Is iShares MSCI ACWI Low Carbon Target ETF (CRBN) a Strong ETF Right Now?

The iShares MSCI ACWI Low Carbon Target ETF (CRBN) made its debut on 12/08/2014, and is a smart beta exchange traded fund that provides broad exposure to the World ETFs category of the market.

What Are Smart Beta ETFs?

Market cap weighted indexes were created to reflect the market, or a specific segment of the market, and the ETF industry has traditionally been dominated by products based on this strategy.

Because market cap weighted indexes provide a low-cost, convenient, and transparent way of replicating market returns, they work well for investors who believe in market efficiency.

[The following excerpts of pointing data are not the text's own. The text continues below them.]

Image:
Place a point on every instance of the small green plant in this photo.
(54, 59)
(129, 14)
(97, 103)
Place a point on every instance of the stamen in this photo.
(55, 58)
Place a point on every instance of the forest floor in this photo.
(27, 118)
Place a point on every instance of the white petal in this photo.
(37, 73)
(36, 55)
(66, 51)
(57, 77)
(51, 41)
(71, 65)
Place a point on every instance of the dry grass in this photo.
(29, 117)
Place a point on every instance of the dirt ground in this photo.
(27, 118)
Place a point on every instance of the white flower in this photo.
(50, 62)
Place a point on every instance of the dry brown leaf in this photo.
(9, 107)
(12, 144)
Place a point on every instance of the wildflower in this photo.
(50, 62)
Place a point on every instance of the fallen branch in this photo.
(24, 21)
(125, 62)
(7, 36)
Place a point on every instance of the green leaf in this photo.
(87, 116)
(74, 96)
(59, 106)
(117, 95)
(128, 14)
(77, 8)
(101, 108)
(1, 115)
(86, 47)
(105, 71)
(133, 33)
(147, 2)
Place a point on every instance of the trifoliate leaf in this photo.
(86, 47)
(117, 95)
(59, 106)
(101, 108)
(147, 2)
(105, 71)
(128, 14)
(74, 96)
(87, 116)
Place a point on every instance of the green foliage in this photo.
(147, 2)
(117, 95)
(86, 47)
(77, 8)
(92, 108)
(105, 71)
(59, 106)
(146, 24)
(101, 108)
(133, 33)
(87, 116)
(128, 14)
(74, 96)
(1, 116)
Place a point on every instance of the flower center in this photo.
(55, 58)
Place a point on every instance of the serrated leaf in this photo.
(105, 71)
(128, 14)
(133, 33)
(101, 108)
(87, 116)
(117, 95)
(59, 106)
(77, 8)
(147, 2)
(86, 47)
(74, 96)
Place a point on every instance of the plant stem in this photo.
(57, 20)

If you’re the kind of investor who would rather try and beat the market through good stock selection, then smart beta funds are your best choice; this fund class is known for tracking non-cap weighted strategies.

Non-cap weighted indexes try to choose stocks that have a better chance of risk-return performance, which is based on specific fundamental characteristics, or a mix of other such characteristics.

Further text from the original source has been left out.